The same applies for the constant coefficient.

In [None]:
#Calculate expected salary for someone who worked for 12 years

experience = pd.DataFrame({'yearsworked':[12]})
predict_salary=model1.predict(experience)
p=predict_salary.iloc[0]
print('The expected salary of a person with 12 years experience is:',p,'dollars')

In [None]:
#Calculate expected salary for someone who worked for 80 years

experience = pd.DataFrame({'yearsworked':[80]})
predict_salary=model1.predict(experience)
p=predict_salary.iloc[0]
print('The expected salary of a person with 80 years experience is:',p,'dollars')

#### answer
Are there any problems with this prediction? If so, what are they?

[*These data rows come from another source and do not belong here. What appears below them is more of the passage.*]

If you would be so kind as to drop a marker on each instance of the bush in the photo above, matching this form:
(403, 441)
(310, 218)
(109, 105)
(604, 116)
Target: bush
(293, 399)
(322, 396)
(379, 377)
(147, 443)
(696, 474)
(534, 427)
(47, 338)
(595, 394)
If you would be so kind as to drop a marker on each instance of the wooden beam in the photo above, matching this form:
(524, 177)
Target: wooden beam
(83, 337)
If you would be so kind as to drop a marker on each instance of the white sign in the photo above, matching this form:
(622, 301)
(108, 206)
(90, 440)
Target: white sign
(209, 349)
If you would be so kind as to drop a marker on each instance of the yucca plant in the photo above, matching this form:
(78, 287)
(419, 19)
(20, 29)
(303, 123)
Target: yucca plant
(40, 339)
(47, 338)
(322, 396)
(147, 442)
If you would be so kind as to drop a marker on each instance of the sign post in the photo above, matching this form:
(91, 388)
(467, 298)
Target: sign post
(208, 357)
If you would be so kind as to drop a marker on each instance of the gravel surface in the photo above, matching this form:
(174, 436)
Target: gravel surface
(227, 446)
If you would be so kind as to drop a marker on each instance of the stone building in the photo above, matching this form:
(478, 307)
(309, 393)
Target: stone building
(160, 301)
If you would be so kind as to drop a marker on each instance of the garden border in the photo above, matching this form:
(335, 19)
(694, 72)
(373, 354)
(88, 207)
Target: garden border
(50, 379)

There were no problems to make this prediction which is a concern because 80 years of experince is a rare value prediction in this Regression. What does this mean for the predictive model?

#### feature selection
We have only looked at the number of years an employee has worked. What other employee characteristics might influence their salary?


By the correlation map shown in the beginning, the feature that has a good correlation with salary, which is even better than the years worked is position. Years worked at current rank also has a good correlation with salary. The rest of the features have less than 50% correlation with salary. It would not make sense to build a model with features that have no or a very weak relationship with salary

In [None]:
#fitting model

predicted1=model1.predict(x_test)
predict = pd.DataFrame(predicted1,columns =['Predicted salary'])
result = pd.concat([y_test, predict], axis=1, sort=False)

How does your model compare when running it on the test set - what is the difference in the Root Mean Square Error (RMSE) between the training and test sets? Is there any evidence of overfitting?